The Student Room Group

Should I rush to get an extenuating circumstanced form for Masters applications?

I have a decent 2:1 in my undergrad degree. But that's produced by a mixed bag of very high results and a couple of low 2:2s which have averaged out. I recently got rejected for my first choice course and they won't tell me why. So I'm wondering whether explaining my weird educational record might help.

I have a chronic physical illness which was recently diagnosed and was put down as a mental illness while I was studying. I had an individual learning plan (so that lecturers would know why I was absent / late with work sometimes).
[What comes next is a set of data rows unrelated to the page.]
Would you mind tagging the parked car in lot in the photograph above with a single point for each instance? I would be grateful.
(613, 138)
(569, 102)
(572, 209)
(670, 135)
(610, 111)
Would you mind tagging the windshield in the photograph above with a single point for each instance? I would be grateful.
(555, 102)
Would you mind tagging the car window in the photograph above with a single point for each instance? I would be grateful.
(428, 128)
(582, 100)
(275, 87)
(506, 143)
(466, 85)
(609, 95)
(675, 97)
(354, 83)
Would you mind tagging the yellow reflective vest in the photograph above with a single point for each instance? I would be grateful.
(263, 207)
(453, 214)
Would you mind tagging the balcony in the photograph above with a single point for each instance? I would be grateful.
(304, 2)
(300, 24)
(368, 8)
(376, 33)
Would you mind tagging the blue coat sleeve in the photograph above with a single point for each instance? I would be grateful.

In my second year I was really struggling with low energy and inability to concentrate and changed courses (from English Lit and French to French & Spanish, and I later took Chinese) as I thought the learning style would be easier to cope with (more technical skills and slightly less literary analysis). I had to wait until September for the next Spanish core module to start and I needed a break so dropped to part time for a year.

In my final year I got really physically sick and had to defer my January exams until the summer.

I got extensions on some essays and extra time in my final exams (I'd been offered it before then but never accepted).

There's even more to this including a complaints process due to an administrative error messing up my year abroad plans, a suicide attempt, and an abusive relationship with someone regularly having psychotic breaks and trying to kill themselves... . Which is why I kinda didn't want to get into it. I thought my grades turned out ok-ish and that would be enough but now I'm not sure.

One of my references mentions my illness as a reason for taking an extra year to complete.

Do you think it's worth trying to get a doctor's note in before the deadline for my next applications? I could maybe just mention the physical illness and leave it at that?
Original post by IzzyAnne
I have a decent 2:1 in my undergrad degree. But that's produced by a mixed bag of very high results and a couple of low 2:2s which have averaged out. I recently got rejected for my first choice course and they won't tell me why. So I'm wondering whether explaining my weird educational record might help.

I have a chronic physical illness which was recently diagnosed and was put down as a mental illness while I was studying. I had an individual learning plan (so that lecturers would know why I was absent / late with work sometimes).

In my second year I was really struggling with low energy and inability to concentrate and changed courses (from English Lit and French to French & Spanish, and I later took Chinese) as I thought the learning style would be easier to cope with (more technical skills and slightly less literary analysis). I had to wait until September for the next Spanish core module to start and I needed a break so dropped to part time for a year.

In my final year I got really physically sick and had to defer my January exams until the summer.

I got extensions on some essays and extra time in my final exams (I'd been offered it before then but never accepted).

There's even more to this including a complaints process due to an administrative error messing up my year abroad plans, a suicide attempt, and an abusive relationship with someone regularly having psychotic breaks and trying to kill themselves... . Which is why I kinda didn't want to get into it. I thought my grades turned out ok-ish and that would be enough but now I'm not sure.

One of my references mentions my illness as a reason for taking an extra year to complete.

Do you think it's worth trying to get a doctor's note in before the deadline for my next applications? I could maybe just mention the physical illness and leave it at that?

If you really want to go there then nothing to lose, but it should have gone in with the original application. Talk to admissions first.